トマの日記~エチエンヌ・その1
夏休みは例年どうり、ヴァンサンと過ごした。
いつもなら、ママとその時の恋人が参加するんだけど、今年は二人だ。
ふたりして、海岸で毎日寝そべって過ごした。
そんな夏休みも終わり、新学期が始まろうとしていた時、ママがギリシャにいるらしいと
いう情報が入った。
ヴァンサンは、仕事もほったらかして、とにかくギリシャにいくつもりのようだった。
ただ、僕の事が気がかりのようだったので、
「一人なんてなれてるよ。もう赤ん坊じゃないんだから。心配しないで。」
といってあげた。もちろん。本当。なれてる。
生まれた時から僕は、そんな環境下にあったんだから。いまさらだと思った。
ヴァンサンは、小まめに連絡するから夜に出歩いたりしなように。と言いつけていった。
新学期になると、もう僕の噂話をするやつはいなくなった。
つまり、ドミニクから僕へのメモのせいで、僕が年上の男と付き合ってるらしいっていう
ことになってしまってたんだ。
でも、僕へのメモもあれっきりだし、みんなそんな話にはあきたようだ。
とりあえずは、よかった。
学校が終わると、家に帰り、マダム・ロフェリンが用意しておいてくれた食事をとり、
いいつけどうりに夜は家から出なかった。
夜の長さを初めて知った。屋根裏部屋のアーチ型の窓をあけて、星を眺めて過ごした。
秋が終わろうとしていた。
「こっそりと冬がしのびよってるよ。ごらん、トマ。」
と、ヴァンサンの暖かみのある声が耳によみがえっきた。よく二人寝そべって
星を眺めて夜を過ごしたな。小さい時からここが僕はお気に入りで、ヴァンサンは、
小さな僕を抱いてこの屋根裏に運んでくれた。大きくなってからも、僕はヴァンサンと
ここへ登って星を見上げた。
夜の風がからだを冷やしてきた。でも、もう、ヴァンサンが僕を抱きしめて温めてくれない。

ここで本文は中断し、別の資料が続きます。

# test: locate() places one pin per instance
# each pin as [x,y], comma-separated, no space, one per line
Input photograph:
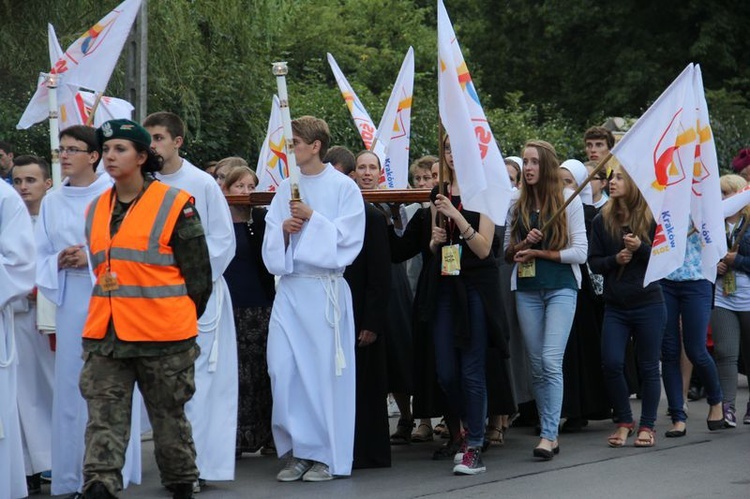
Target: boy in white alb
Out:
[309,243]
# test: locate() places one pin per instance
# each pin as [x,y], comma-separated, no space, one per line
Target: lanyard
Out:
[108,232]
[451,223]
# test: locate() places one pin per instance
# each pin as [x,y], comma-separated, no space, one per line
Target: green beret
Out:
[123,129]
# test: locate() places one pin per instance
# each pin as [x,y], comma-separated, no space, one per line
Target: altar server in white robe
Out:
[213,409]
[16,281]
[36,359]
[64,277]
[311,332]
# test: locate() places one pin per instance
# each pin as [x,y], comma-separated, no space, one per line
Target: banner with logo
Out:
[478,163]
[395,128]
[272,163]
[88,63]
[705,205]
[658,153]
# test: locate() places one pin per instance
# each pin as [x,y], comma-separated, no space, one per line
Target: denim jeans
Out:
[462,370]
[691,302]
[646,325]
[545,317]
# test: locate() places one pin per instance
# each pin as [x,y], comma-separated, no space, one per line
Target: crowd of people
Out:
[136,298]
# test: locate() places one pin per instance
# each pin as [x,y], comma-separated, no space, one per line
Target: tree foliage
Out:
[543,68]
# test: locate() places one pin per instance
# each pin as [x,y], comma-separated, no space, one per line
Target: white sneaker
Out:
[318,473]
[293,470]
[393,410]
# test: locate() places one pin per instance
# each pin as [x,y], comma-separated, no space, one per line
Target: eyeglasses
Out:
[71,150]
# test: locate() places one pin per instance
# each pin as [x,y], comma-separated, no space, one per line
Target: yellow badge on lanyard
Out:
[451,263]
[730,283]
[108,281]
[527,269]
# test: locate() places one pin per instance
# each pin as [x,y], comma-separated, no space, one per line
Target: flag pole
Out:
[92,114]
[54,137]
[594,172]
[280,70]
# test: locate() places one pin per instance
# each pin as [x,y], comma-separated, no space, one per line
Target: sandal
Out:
[616,439]
[402,435]
[423,433]
[495,435]
[648,441]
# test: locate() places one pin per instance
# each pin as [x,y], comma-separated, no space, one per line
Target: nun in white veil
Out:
[585,397]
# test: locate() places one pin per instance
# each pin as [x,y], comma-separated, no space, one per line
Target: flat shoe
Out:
[648,441]
[675,433]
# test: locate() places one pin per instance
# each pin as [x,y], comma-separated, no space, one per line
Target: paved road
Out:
[702,464]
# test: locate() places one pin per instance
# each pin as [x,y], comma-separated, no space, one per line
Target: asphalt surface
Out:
[701,464]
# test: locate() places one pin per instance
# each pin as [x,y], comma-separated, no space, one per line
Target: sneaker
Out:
[458,457]
[471,464]
[294,469]
[318,473]
[730,417]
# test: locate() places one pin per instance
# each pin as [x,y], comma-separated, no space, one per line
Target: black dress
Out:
[369,280]
[252,290]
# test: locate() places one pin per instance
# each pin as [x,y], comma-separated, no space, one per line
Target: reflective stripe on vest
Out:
[142,291]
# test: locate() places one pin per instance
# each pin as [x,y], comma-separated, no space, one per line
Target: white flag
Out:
[272,164]
[705,206]
[479,166]
[78,110]
[87,63]
[658,154]
[395,128]
[361,118]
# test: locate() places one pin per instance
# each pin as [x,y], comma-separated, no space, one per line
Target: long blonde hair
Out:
[630,210]
[549,191]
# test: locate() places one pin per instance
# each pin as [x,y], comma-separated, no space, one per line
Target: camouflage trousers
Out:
[166,383]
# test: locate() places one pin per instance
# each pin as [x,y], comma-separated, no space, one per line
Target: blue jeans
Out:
[646,325]
[462,370]
[545,317]
[691,302]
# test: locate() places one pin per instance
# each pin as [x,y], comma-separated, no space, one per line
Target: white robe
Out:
[36,375]
[313,390]
[16,280]
[213,409]
[60,225]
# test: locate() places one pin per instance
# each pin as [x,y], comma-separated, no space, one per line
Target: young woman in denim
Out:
[466,318]
[547,286]
[619,249]
[730,318]
[689,297]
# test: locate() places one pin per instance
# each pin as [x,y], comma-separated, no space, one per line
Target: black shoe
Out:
[34,483]
[182,490]
[574,425]
[546,455]
[97,490]
[717,424]
[696,393]
[446,451]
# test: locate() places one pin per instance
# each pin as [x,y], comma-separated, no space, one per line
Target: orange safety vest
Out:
[151,301]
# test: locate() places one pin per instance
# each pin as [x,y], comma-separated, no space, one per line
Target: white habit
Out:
[311,333]
[36,377]
[16,280]
[213,409]
[60,225]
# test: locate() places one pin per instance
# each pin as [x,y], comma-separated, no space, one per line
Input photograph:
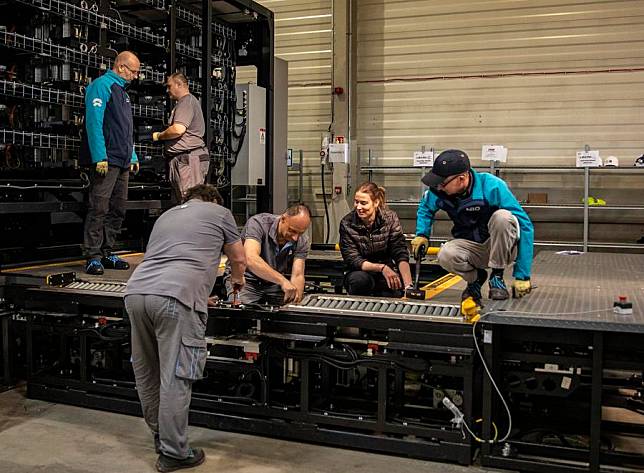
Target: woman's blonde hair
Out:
[376,193]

窓を閉めると、部屋はひんやりと、真っ暗で、ひどく静かだ。
この闇さえ二人でいた時は何かこころ落ち着くものだったのに。
いまは、ただ、静かで、化石のように感じた。
ベッドで物思いにふけっていると、突然、二人の同級生が僕の真後ろでわざと聞こえるように
妙な話をしていたのを思い出した。
『教えてやれよ。あの駅の事。』
あの駅にいけば、ふられてしまって可愛そうな僕に新しい恋人ができる、との事だった。
「あの駅にいけば・・・」
いつのまにか、何度もその事を考えるようになっていた。